The Missouri Clean Energy District is an open-market state-wide political subdivision established to provide unlimited capital to fund energy efficiency and renewable energy projects.  Property owners – both public and private – within member communities may apply for PACE financing.

Operating through intergovernmental cooperation, Missouri communities may join the District to make funding available to all property owners within their jurisdiction. There is no membership cost to local governments and no risk because no public funds are used for financing.  The program does benefit from governmental oversight by virtue of a Board of Directors and an Advisory Council selected by the member communities.  Through the advantages of public-private partnerships, the District’s mission of delivering a market based offering that realizes the public purpose of improving the state’s energy footprint and quality of the built environment is at hand.

MCED is authorized by the Missouri PACE Act (RSMo 67.2800, et Seq.).  As a political subdivision of the state, the District is considered an independent entity and not a subdivision of any current or future member of the district. Formed as state-wide intergovernmental construction, the district’s jurisdiction expands as member communities join with the district thereby delivering a more efficient program offering for all.

Our first job is to explain what it is that we do:

MCED has a special authority to put borrowers and investors (lenders), together.  Before the enactment of the PACE Act, this interaction was not possible and so, until now, it has been difficult to efficiently finance energy improvements on private property. The PACE Act was established to address known barriers to the advancement of energy efficiency and renewables in the country. These barriers were recognized long ago but only addressed recently.  They include common complaints of property owners; the need for upfront capital, uncertain return on investment in case the property is sold, and interest rate risk resulting from loan repricing. PACE addresses each of these by enabling access to capital markets with an appetite for lending to private property owners 100% of the need on a long term fixed rate basis and allowing the debt to be associated with the property rather than the owner.

 

Traditional capital sources:

We often are asked;  “why can’t people just go to their bank and do the same thing?”  And the answer is, they can! . . . but they generally don’t.  And here is the perfectly simple reason why not.
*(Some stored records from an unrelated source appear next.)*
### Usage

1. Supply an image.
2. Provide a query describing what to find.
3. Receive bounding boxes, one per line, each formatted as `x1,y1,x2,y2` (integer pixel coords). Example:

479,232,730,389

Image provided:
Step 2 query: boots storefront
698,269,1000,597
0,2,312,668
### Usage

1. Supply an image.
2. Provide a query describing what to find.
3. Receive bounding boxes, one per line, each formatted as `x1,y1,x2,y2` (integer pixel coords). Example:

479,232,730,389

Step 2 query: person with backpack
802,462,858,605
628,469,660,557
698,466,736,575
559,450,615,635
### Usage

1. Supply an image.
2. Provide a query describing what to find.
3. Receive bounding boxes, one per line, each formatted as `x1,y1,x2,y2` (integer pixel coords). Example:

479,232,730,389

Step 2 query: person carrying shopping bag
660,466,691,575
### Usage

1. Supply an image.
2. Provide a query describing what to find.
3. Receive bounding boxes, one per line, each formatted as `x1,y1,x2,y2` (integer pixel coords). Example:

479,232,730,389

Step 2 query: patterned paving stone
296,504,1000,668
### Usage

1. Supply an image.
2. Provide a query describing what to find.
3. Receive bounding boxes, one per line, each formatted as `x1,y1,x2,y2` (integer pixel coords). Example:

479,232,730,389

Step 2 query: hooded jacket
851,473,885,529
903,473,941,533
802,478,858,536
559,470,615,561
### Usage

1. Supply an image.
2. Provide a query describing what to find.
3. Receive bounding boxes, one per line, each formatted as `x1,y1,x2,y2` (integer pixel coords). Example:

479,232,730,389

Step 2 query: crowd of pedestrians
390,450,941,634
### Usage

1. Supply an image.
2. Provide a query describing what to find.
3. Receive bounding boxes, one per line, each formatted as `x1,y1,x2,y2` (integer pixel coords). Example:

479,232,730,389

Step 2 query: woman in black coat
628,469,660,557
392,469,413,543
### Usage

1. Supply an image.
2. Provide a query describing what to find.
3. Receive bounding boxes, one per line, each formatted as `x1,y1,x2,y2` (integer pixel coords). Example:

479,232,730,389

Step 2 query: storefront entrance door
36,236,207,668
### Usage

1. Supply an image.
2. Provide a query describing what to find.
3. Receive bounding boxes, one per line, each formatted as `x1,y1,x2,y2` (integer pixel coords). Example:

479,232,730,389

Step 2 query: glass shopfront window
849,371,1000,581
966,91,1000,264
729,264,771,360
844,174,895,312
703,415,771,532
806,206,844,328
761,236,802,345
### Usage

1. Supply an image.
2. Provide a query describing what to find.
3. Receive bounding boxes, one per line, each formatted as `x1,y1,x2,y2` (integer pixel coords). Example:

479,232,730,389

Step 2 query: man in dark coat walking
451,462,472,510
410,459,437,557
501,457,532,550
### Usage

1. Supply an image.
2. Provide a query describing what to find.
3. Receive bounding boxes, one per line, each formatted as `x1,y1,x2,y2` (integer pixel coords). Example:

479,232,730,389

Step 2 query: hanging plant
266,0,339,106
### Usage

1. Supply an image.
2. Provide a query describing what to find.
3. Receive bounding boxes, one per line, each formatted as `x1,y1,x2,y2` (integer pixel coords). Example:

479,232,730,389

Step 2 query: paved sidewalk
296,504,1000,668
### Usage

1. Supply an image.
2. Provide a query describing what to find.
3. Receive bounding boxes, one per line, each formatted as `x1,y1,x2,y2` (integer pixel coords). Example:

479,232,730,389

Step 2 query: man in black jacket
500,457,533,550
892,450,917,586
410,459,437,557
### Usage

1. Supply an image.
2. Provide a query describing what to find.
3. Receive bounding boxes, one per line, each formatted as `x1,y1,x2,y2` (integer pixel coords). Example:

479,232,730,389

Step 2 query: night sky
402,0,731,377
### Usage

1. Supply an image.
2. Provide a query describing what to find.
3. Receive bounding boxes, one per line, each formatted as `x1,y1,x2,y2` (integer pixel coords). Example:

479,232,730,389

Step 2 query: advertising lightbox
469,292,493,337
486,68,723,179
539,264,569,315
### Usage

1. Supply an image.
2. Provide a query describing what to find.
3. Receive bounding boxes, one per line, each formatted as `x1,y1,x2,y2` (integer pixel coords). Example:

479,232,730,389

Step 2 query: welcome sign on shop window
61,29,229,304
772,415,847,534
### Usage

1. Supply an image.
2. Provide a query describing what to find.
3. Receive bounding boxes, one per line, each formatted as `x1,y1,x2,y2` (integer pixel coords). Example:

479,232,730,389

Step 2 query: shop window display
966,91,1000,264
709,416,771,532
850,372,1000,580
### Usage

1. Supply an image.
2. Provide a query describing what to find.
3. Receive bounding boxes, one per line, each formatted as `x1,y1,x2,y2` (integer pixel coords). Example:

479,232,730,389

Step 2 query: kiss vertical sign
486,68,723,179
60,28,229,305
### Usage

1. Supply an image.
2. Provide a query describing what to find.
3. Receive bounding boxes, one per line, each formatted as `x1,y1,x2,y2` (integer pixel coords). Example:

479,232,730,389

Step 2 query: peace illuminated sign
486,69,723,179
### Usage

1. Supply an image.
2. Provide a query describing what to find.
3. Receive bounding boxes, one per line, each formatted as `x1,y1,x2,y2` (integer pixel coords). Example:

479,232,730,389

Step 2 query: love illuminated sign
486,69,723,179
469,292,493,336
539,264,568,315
Any bank worth its salt knows its’ customers and wants to help them finance their needs. That’s why they are in business after all.  A property owner’s first natural impulse is to visit the bank. And they are invariably met by their friendly banker who wants to help. The problem that is often encountered next is neither the fault of the borrowing customer nor the willing banker. The problem is in getting to the terms of an agreement for a transaction that the bank is unable to fund because of the project type itself.

Banks are restricted from lending to customers for long periods of time at fixed interest rates. This restriction is imposed by federal and state banking regulators.  Normally, that isn’t a problem. However, because the project types we are discussing most often require a long-term, fixed-rate transaction it becomes a problem for energy improvement financing. The reason for that is because most energy improvement projects are intended to pay for themselves through energy cost savings. And often this requires a longer term borrowing with a preference for a fixed rate. No one wants to risk an interest rate reset that might jeopardize their positive cash flow project. (see “This is Bob” )

So, because this problem was recognized by policy makers, special authority has been provided to MCED to establish programs bringing the proper capital sources to communities throughout Missouri –not because we desire to compete with banks or deprive them of any business, but rather to address a market need that until now has not been able to be served.